By the end, validation accuracy reaches about 98% while training accuracy is slightly lower, which is attributed to how Keras reports metrics (training accuracy averaged across an epoch versus validation measured at the end). The takeaway is that RNNs can be straightforward to run when data is already sequential, but preprocessing—especially normalization—can make the difference between a model that barely learns and one that converges quickly. The next step promised is a more realistic time-series example that will require heavier preprocessing.
Cornell Notes
Order-sensitive tasks are where recurrent neural networks shine: each time step’s output depends on earlier steps. LSTM cells implement this “memory” using gates that decide what to forget, what to add, and what to output, and they can pass information both forward to later layers and onward to the next time step. The tutorial demonstrates a simple MNIST setup by treating each 28×28 image as a sequence of 28 rows (each row is one time step). A stacked LSTM model with dropout and dense layers is trained with sparse categorical cross-entropy and softmax output. The biggest practical lesson is normalization: dividing pixel values by 255 turns a slow, non-learning run into fast convergence; using CuDNNLSTM further speeds training on GPU.
Why does word order or time order matter to an RNN, and how is that different from a standard feedforward network?
What does an LSTM cell do at each time step?
How did the tutorial convert MNIST images into a sequence suitable for an RNN?
Why did training accuracy and loss look wrong at first, and what fixed it?
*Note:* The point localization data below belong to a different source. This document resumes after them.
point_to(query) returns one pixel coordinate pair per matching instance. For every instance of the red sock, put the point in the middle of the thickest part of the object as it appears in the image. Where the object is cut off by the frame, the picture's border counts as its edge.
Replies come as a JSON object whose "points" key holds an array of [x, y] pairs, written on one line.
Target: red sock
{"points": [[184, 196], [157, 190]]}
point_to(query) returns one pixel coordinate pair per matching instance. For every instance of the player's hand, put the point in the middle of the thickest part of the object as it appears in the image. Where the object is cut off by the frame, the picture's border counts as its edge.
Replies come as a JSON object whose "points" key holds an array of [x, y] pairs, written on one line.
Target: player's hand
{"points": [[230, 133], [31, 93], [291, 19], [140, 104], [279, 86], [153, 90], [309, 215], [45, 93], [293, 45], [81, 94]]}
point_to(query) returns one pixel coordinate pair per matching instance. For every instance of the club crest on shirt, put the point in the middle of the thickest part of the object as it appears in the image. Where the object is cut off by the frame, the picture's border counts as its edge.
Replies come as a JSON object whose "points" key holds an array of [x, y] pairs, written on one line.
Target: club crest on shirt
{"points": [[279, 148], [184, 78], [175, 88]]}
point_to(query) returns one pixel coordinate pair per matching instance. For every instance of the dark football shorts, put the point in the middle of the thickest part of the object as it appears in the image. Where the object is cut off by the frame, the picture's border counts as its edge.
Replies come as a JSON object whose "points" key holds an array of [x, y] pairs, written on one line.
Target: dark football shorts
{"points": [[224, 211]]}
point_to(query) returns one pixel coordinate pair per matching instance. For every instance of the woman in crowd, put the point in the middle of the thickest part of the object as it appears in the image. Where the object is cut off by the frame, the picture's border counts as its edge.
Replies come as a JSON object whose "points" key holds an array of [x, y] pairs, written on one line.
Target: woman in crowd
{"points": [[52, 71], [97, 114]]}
What is the practical difference between LSTM and CuDNNLSTM in this setup?
Why can validation accuracy be higher than training accuracy in Keras logs?
Review Questions
- When building an RNN for sequence data, what does return_sequences=True control, and why would a second recurrent layer require it?
- How does dividing inputs by 255 change the training dynamics, and what symptoms in the logs would suggest normalization is missing?
- In the MNIST-as-sequence approach, what exactly is the “time step,” and what is the feature vector at each step?
Key Points
- 1
RNNs are designed for tasks where the order of inputs carries meaning, such as time series and natural language.
- 2
LSTM cells maintain sequence information using gates that decide what to forget, what to add, and what to output at each time step.
- 3
A simple RNN example can be built by reshaping MNIST images into sequences of 28 rows, treating each row as one time step.
- 4
Normalization is critical: scaling pixel values to the 0–1 range (divide by 255) can turn a non-learning run into fast convergence.
- 5
Stacked LSTM layers often require return_sequences=True in earlier LSTM layers so later layers receive the full sequence.
- 6
Using CuDNNLSTM can dramatically speed up training on GPU compared with a standard LSTM configuration.
- 7
Validation accuracy can exceed training accuracy when training metrics are averaged over an epoch but validation is computed at the epoch’s end.